Consonant- and vowel-letter knowledge

Children were tested on the three tasks of 19 consonant names, 19 consonant sounds, and 21 vowel names/sounds. The consonant letters include 14 basic and 5 doubled consonants, and the vowel letters consist of 10 basic and 11 compound vowels. Note that vowel letter names are the same as sounds in Korean. In each task, basic letters were first presented to children earlier than compound or doubled letters, and the letters were presented in a random order in either basic or compound letters. The first three items of each task were presented with feedback. The maximum score was 19 for the consonant name, 19 for the consonant sound, and 21 for the vowel name/sound conditions. Cronbach’s alpha reliability coefficients obtained in this study were .97, .94, and .98 in the consonant name, consonant sound, and vowel name/sound conditions, respectively.

Procedure

Each child participated in five sessions over a 3-week period and was tested individually in a quiet room of his or her school by one of four psychology major graduate students. Each session lasted from 10 to 30 min. In Session 1, the children were tested on Hangul reading, as well as letter-name and letter-sound knowledge, nonverbal reasoning, and vocabulary. There were four different Gulja learning conditions: whole Gulja, letter, CV-coda, and copying. The children participated in all four learning conditions in sessions 2–5. Each child was tested by the same experimenter for all four learning conditions in sessions 2–5 to eliminate a possible confounding effect of experimenters with instructions. The order of the four conditions was balanced by employing a 4 × 4 balanced Latin Square Design where each row represents experimenters and each column represents learning sessions (Elmes, Kantovits, & Roediger, 2006). Note that a Latin Square design provides an efficient method for counterbalancing a treatment factor and an order variable when the treatment factor has four or more levels. Each experimenter tested from 9 to 13 children.

There were four stimulus sets that were used across the four different learning conditions. The four stimulus sets were equally assigned to each learning condition. In other words, all stimulus sets were used across all learning conditions within this experiment. A different stimulus set was used for each learning condition for a given child. Each stimulus set included 6 Guljas with the number of strokes being between 6 and 18 (e.g., 엌 /ək/, 돋 /dod/, 삯 /sag/, 뺄 /p’æl/, 찮 /ʧan/). Items used in the four stimulus sets were developed in a pilot test where 7 kindergartners aged 4 were tested in their reading of Guljas. We first selected 50 Guljas that are not likely to be familiar to children but are actually used in the Korean language such that each Gulja is not a one-syllable word but is only used as a part of a word as an affix or a stem; Gulja structures were either CVC or CVCC. We finally selected 24 Guljas whose average reading performances were between 25 and 75% and evenly assigned 6 items to each stimulus set. All items are available from the first author upon request. To ensure training fidelity, experimenters followed a protocol that was written in a booklet for each Gulja of each leaning condition in order to prompt them to follow exactly the same procedure. Verbal instructions, demonstrations, and feedback to students were scripted.
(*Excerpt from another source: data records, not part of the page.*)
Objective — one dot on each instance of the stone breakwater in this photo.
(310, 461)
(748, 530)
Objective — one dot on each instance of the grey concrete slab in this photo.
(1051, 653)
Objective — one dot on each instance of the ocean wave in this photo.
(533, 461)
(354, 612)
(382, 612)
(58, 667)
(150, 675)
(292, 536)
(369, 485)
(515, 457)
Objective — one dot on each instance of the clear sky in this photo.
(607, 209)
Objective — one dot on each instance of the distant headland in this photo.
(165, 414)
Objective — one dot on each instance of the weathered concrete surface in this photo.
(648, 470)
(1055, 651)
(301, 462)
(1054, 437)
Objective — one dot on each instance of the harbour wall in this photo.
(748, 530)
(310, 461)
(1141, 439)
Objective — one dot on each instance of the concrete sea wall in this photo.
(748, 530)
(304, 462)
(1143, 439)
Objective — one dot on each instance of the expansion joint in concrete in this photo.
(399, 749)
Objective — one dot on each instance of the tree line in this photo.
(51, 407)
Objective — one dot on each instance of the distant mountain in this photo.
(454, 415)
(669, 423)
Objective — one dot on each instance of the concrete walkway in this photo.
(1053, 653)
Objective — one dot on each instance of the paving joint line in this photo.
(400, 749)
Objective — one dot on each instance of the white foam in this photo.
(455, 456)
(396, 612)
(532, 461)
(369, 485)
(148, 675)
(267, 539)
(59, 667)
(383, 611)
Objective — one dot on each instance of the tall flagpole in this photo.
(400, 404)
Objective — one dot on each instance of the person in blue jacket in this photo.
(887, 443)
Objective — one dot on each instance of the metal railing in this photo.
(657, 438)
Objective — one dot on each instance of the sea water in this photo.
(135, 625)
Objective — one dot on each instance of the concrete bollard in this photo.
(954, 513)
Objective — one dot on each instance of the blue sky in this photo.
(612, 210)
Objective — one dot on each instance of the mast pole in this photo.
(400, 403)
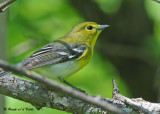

The children were divided into three groups based on their reading performances in the Hangul word reading test and in the initial reading of Gulja learning task. Definitions of the three groups are as follows: The 15 emergent readers could read one-syllable words with simple CV Gulja comprised of a basic consonant and a basic vowel in the Hangul word reading test (M = 1.40, SD = 1.96) but they could not read any Gulja composed of CVC or CVCC in the initial reading of the Gulja-learning task (M = 0, SD = 0). Note that all Guljas used in the Gulja-learning task were comprised of CVC or CVCC patterns. The 18 novice readers could read multi-syllable regular words with CVC Guljas in the word reading test (M = 11.44, SD = 6.89) or they could read at least one Gulja in the initial reading of the Gulja-learning task (M = 5.56, SD = 4.09). The twelve good readers could read multi-syllable regular Hangul words as well as irregular words with CVC and CVCC Guljas in the word reading test (M = 47.33, SD = 19.83) and they could read at least one Gulja in the initial reading of the Gulja-learning task (M = 15.58, SD = 5.53). Means and standard deviations of each task for each group are shown in Table 1.

Table 1 Mean number of correct responses and F value for the effect of reading level for each task
Full size table

The procedure for the Hangul Gulja learning conditions was as follows: First, the experimenter introduced each Gulja to the children and asked them to read each Gulja to check the extent to which children could read each Gulja initially. Then, the experimenter read the Gulja and demonstrated how the Gulja could be used in a word. For example, for “뺄” /p’æl/ and “삯” /sag/, the experimenter showed each Gulja, pronounced it, and then said that the Gulja is used in the word of “뺄셈” (subtraction) and “뱃삯” (boat fare), respectively. The first part took about 30 s.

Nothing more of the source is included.